Viridian Therapeutics reported its fiscal 2025 Q2 earnings on August 6, 2025, showcasing a 4.2% revenue increase to $75,000, though its losses widened significantly compared to the prior year. Despite the revenue growth, the company’s net loss expanded by 55.0% to $100.73 million, or $1.00 per share, underscoring continued financial challenges.
Revenue Viridian’s total revenue rose to $75,000 in Q2 2025, a 4.2% increase from $72,000 in the same period in 2024. This growth was driven entirely by the Collaboration Revenue – related party segment, which contributed the full $75,000 in revenue. The absence of additional segment diversification highlights a narrow revenue base for the company.
Earnings/Net Income The company’s net loss widened to $100.73 million in Q2 2025, a 55.0% increase from $64.99 million in the prior year, and EPS fell to $1.00 from $0.77. These figures reflect continued operational challenges, with the company recording a loss for the 13th consecutive year in this quarter. The deteriorating profitability is a major concern despite ongoing development progress.
Price Action Following the earnings release, VRDN shares saw mixed performance. The stock declined 3.04% in the latest trading day and 3.37% over the past week. However, it has rebounded 8.24% month-to-date, suggesting some investor optimism about the company’s long-term prospects.
Post Earnings Price Action Review A strategy of buying shares immediately following the earnings release and holding for 30 days delivered a modest return with a CAGR of 3.76%. However, it significantly underperformed the benchmark, trailing by 37.81%. The strategy’s Sharpe ratio of 0.05 indicates minimal risk-adjusted returns, while a maximum drawdown of 0.00% suggests limited volatility. Overall, the post-earnings investment approach appears to offer low return potential despite its conservative risk profile.
CEO Commentary Steve Mahoney, President and CEO of
, emphasized the company’s forward momentum, particularly around the Biologics License Application (BLA) for veligrotug, which is expected in 2H 2025, and the associated U.S. commercial launch in 2026. The FDA’s Breakthrough Therapy Designation (BTD) for veligrotug underscores its strong clinical performance, including durable response rates and favorable safety in clinical trials. Mahoney also highlighted the $70 million upfront licensing deal with Kissei Pharmaceutical for Japan and ongoing advancements in the FcRn inhibitor pipeline. The tone remains optimistic, with a focus on near-term regulatory and commercial milestones.
Guidance Viridian expects to submit the veligrotug BLA in 2H 2025 and the MAA to the EMA in 1H 2026. The company also anticipates topline data for VRDN-003 in 1H 2026, with a planned BLA submission by year-end 2026. Phase 1 data for VRDN-006, including IgG reduction, is expected in Q3 2025, while VRDN-008’s IND submission is on track for year-end 2025. The company continues to advance development and commercialization in Japan under the Kissei agreement.

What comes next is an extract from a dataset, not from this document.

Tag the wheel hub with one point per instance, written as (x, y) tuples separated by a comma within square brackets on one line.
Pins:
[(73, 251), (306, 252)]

Additional News Viridian Therapeutics recently announced a licensing agreement with Kissei Pharmaceutical to develop and commercialize veligrotug and VRDN-003 in Japan, receiving an upfront payment of $70 million, with potential future milestones totaling up to $315 million. The company also received Breakthrough Therapy Designation (BTD) from the FDA for veligrotug, underscoring its potential as a best-in-class treatment for thyroid eye disease (TED). With a cash position of $563.4 million as of June 30, 2025, the firm anticipates its financial resources to support operations through 2H 2027. These strategic and financial developments highlight Viridian’s growing momentum despite ongoing operational losses.